# General > Forum Support Shopping Mall >  Support the Forum, Shop at MySmartSponsor.com

## Chris

Many moons ago someone suggested they wanted to help the forums out, and thought to click on the ads. I said thank you, but please only click on ads that interest you, otherwise it is clickfraud and isn't going to help anyone. So instead I created the forum shopping mall, where clicking and shopping can be encouraged.

This was such a good idea I thought that maybe I could turn it into a centralized service able to be used by other sites or organizations, so I did.

MySmartSponsor.com allows anyone with a group, any sort of group, a forum, a nonprofit, a softball league, a gaming clan, an athletic club, any sort of group, to create an account and then refer people to the site who can then shop on behalf of the group, earning kickbacks to the group.

I just finished it today, well, not really finished it, but it is barely functional, so it is ready for use.

Currently the only "group" signed up is this forum, but after I do sufficient testing I will open it up for people to create their own groups.

So, to shop to benefit the forums (and help me test out this system) the URL is

http://www.mysmartsponsor.com/?site=1

Thanks.

----------


## RunsWithDeer

Says site not yet open when I go to the posted URL.

----------


## Justin Case

> Says site not yet open when I go to the posted URL.


It works for me,,      It looks like this,,,  (screen shot)

----------


## RunsWithDeer

Working now for me, not sure what was up earlier.

----------


## Chris

IF you went to the domain by itself it'd say that.

It needs the ?site=1 at the end to tag this site as the sponsor and to set a cookie on your computer (likewise, if you block cookies, it won't work). 

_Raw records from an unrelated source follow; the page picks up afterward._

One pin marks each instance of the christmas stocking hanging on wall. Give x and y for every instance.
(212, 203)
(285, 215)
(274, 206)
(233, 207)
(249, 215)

I will be continuing to add stores to it as I go.

----------


## LowKey

The first time you go, even with the 1, it says it's not up yet.
The second time, it's fine.

Need more Outdoor stores!  :Smile:

----------


## Chris

Really... hmm I will need to look into that.

----------


## Rick

Chris, it looks like its associated with setting the cookie. If I clear  cookies and go then it says it's not open. Once the cookie is set then I  can see the site.

----------


## Justin Case

I seen it the first time with the link in post 1,,  maybe its a browser thing ? i use Firefox,

----------


## Rick

Ditto on Firefox. Go to Tools and Clear Recent History including cookies. Then go to the site. I'll bet it says it's not ready. Bet ya, bet ya, bet ya.

----------


## Justin Case

> Ditto on Firefox. Go to Tools and Clear Recent History including cookies. Then go to the site. I'll bet it says it's not ready. Bet ya, bet ya, bet ya.

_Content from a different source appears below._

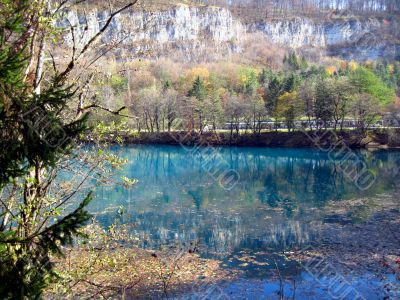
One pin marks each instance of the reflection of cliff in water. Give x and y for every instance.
(279, 193)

Nope,,  I just cleared everything and even got bumped from the forum and it still worked fine,,

----------


## Justin Case

OOPS !  My bad,,  you are right Rick,,  It does say "not ready" now,  i was expecting a 404 screen,, But, as soon as i logged back into WSF it works fine,,,  I wonder if it could be related with some of the problems Poco had awhile back with "Forums Read"?

----------


## Chris

No, I know what the problem is.

I'm trying to set the cookie and then read the cookie on the same page load, but apparently I can't do that. So I need to set the cookie and they code an exception to the reading if it is the first page load. No big deal.

----------


## Rick

Yeah, what he ^^^^ said.

----------


## beetlejuicex3

> Many moons ago someone suggested they wanted to help the forums out, and thought to click on the ads. I said thank you, but please only click on ads that interest you, otherwise it is clickfraud and isn't going to help anyone. So instead I created the forum shopping mall, where clicking and shopping can be encouraged.
> 
> This was such a good idea I thought that maybe I could turn it into a centralized service able to be used by other sites or organizations, so I did.
> 
> MySmartSponsor.com allows anyone with a group, any sort of group, a forum, a nonprofit, a softball league, a gaming clan, an athletic club, any sort of group, to create an account and then refer people to the site who can then shop on behalf of the group, earning kickbacks to the group.
> 
> I just finished it today, well, not really finished it, but it is barely functional, so it is ready for use.
> 
> Currently the only "group" signed up is this forum, but after I do sufficient testing I will open it up for people to create their own groups.
> ...



This is a terrific idea.  Innovative.

----------


## Ken

Big grin.   :Big Grin:

----------